I'm using Zhang's method to determine the 3D camera parameters from a set of images. When calculating extrinsic parameters for the third image, I get the following matrix.
$$ \begin{vmatrix} 0.9848432 & 0.1745697 & 0.1719238 & - 43.812298 \\ - 0.1734468 & 0.9833136 & - 0.1705526 & 49.196566 \\ 0.0002832 & 0.0005524 & 0.0000002 & 8870.6728 \\ \end{vmatrix} $$
After calculating the eigenvectors and the eigenvalues of the rotation matrix (the first three columns) I get the following results.

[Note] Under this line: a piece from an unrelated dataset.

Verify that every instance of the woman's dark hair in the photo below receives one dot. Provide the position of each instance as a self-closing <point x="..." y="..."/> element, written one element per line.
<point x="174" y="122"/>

$$ \begin{vmatrix} 0.7082676 & 0.7082676 & - 0.1934891 \\ - 0.0034034 + 0.7059357i & - 0.0034034 - 0.7059357i & 0.1344372 \\ 0.0002637 + 0.0003496i & 0.0002637 - 0.0003496i & 0.9718481 \\ \end{vmatrix} $$
$$ \begin{vmatrix} 0.9840684 + 0.1740798i & 0 & 0 \\ 0 & 0.9840684 - 0.1740798i & 0 \\ 0 & 0 & 0.0000202 \\ \end{vmatrix} $$
As far as I know, when I get purely real eigenvectors and eigenvalues, the eigenvector associated to $\lambda = 1$ will be the rotation axis (so far that has worked out fine) but when I get complex values I have no idea how to interpret them (I'm not very familiar with complex numbers).
I would really appreciate some help to determine the axis and angle of rotation from such results.